News Broadcast About Atkins Diet
September 29, 2011 by More Weight Loss
Filed under Diet Plans, Exercises, Nutrution, Weight Loss Tips
The Atkins diet is really called the Atkins nutritional approach. It’s a low-carb diet created by Robert Atkins. He put on a lot of pounds while he attended medical school. A medical Journal had an article about a diet. He perfected it and released it to the public.
Atkins, in his Atkins Diet, believed prevailing theories about weight gain were all wrong. He held that saturated fats weren’t as bad as people claim. The carbohydrates are the culprits. In fact Atkins thought that the focus on fats had made a problem much worse. He pointed to all the low-fat foods that were high in carbohydrates. That meant people on a diet often ate foods that were worse than they normally ate.
This all changes in the Atkins diet. Once Carbohydrates were removed from a diet, people would burn more stored body fat. Once the fat was burned, the pounds will follow. Atkins flipped the equation from lowering caloric intake. Dr. Atkins held that your diet could actually help you burn calories. In fact Atkins cited a study that claimed the body would burn an extra 950 calories on his diet. But the claims were not true.
The Atkins diet also could help people with type 2 diabetes.. Being overweight is generally considered the major cause for type 2 diabetes. So in general any diet that helps decrease weight will help address type 2 diabetes. But the Atkins diet is also low in carbohydrates, which must be avoided with type 2 diabetes regardless of caloric intake, so by means of this aspect of the diet Atkins claimed those who suffer type 2 diabetes would no longer need medication such as insulin. The jury is still out in the medical world as to the causes of type 2 diabetes. So while science agrees with Atkins that lowering intake of Carbohydrates will help with the disease, it would disagree that the step alone would remove the necessity for medicine.
So just how does this Atkins diet work? Induction, ongoing weight loss, pre-maintenance and lifetime maintenance are the four necessary phases of the diet. The details of the induction phase is as follows.

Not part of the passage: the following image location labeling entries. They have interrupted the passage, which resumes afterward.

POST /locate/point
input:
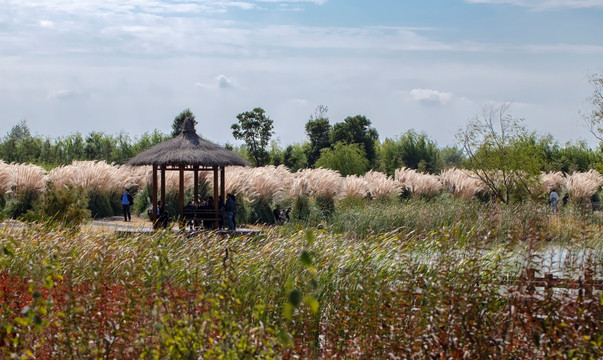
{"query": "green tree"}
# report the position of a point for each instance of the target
(255, 128)
(179, 120)
(148, 140)
(452, 157)
(277, 154)
(99, 146)
(357, 130)
(318, 129)
(595, 118)
(412, 150)
(294, 157)
(499, 151)
(348, 159)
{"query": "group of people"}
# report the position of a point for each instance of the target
(229, 207)
(230, 210)
(281, 216)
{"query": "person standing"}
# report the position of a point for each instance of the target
(126, 202)
(231, 210)
(554, 199)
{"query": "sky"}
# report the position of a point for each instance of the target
(70, 66)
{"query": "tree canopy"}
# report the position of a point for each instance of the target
(348, 159)
(318, 130)
(255, 128)
(500, 153)
(357, 130)
(179, 121)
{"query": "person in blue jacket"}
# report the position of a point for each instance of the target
(126, 202)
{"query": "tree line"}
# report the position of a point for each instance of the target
(491, 140)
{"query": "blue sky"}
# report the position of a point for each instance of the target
(99, 65)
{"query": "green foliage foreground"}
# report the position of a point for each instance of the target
(309, 294)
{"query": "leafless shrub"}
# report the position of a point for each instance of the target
(584, 185)
(461, 182)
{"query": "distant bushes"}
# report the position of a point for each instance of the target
(66, 205)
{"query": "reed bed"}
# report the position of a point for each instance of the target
(301, 294)
(278, 183)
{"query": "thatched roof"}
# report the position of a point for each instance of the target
(187, 149)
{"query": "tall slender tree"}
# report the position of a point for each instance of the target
(255, 128)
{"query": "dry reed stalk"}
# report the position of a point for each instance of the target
(380, 185)
(267, 182)
(322, 182)
(235, 180)
(354, 186)
(461, 183)
(138, 175)
(584, 185)
(417, 183)
(27, 176)
(5, 177)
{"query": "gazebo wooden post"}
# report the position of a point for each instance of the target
(216, 195)
(223, 182)
(181, 194)
(154, 196)
(163, 185)
(196, 179)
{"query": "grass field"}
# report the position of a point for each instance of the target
(432, 280)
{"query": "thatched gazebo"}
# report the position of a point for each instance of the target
(187, 152)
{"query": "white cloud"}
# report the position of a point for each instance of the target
(70, 95)
(544, 4)
(46, 24)
(224, 82)
(430, 97)
(317, 2)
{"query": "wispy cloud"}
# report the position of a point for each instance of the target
(544, 4)
(431, 97)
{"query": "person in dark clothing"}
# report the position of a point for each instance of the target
(126, 202)
(162, 216)
(230, 209)
(278, 214)
(287, 216)
(190, 220)
(565, 199)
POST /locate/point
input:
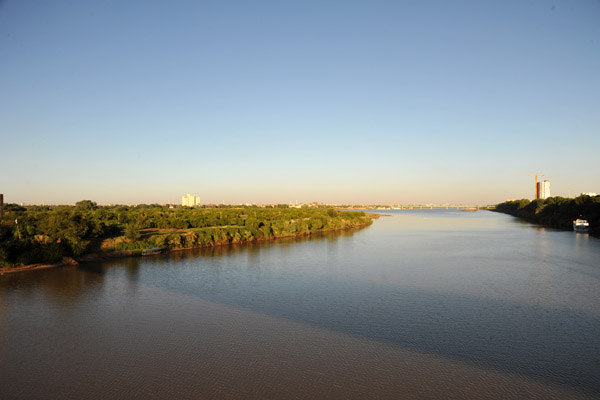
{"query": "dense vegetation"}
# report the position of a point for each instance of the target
(557, 212)
(47, 234)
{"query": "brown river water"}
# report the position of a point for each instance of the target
(423, 304)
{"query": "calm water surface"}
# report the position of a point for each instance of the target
(422, 304)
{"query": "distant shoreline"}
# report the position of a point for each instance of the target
(68, 261)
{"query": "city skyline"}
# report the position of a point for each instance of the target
(344, 103)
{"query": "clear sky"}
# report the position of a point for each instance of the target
(277, 101)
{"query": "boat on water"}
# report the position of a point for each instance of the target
(149, 252)
(581, 225)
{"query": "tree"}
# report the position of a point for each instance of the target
(86, 205)
(132, 230)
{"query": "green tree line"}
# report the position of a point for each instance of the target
(557, 212)
(38, 234)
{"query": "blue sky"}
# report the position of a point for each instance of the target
(277, 101)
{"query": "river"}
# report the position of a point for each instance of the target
(423, 304)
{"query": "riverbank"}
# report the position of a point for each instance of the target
(44, 235)
(556, 212)
(107, 255)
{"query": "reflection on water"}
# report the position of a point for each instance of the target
(423, 304)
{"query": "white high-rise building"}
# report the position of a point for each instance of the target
(543, 190)
(190, 200)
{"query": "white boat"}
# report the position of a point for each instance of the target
(581, 225)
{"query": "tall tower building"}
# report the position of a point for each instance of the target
(543, 190)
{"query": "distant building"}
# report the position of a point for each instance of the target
(543, 190)
(190, 200)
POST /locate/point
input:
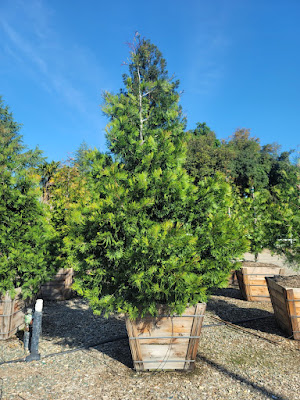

The first phase of the Atkins diet, Induction, is like the boot camp for the diet. It lasts for about two weeks. Carbohydrates are nearly removed entirely from the diet, only 15-20 grams can be consumed each day. The result of this phase should be ketosis, a metabolic reaction by which the body converts stored fat into fatty acids, generally prompted by a lack of glucose. During this phase weight loss can reach as much as 10 pounds per week.
Learning the ideal carbohydrate levels for weight losing and for day to day intake after the weight loss ends are the purposes of the final three phases in the Atkins diet. Dr. Atkins himself died of complications of increased fat intake in his diet, which is something to keep in mind when choosing this diet.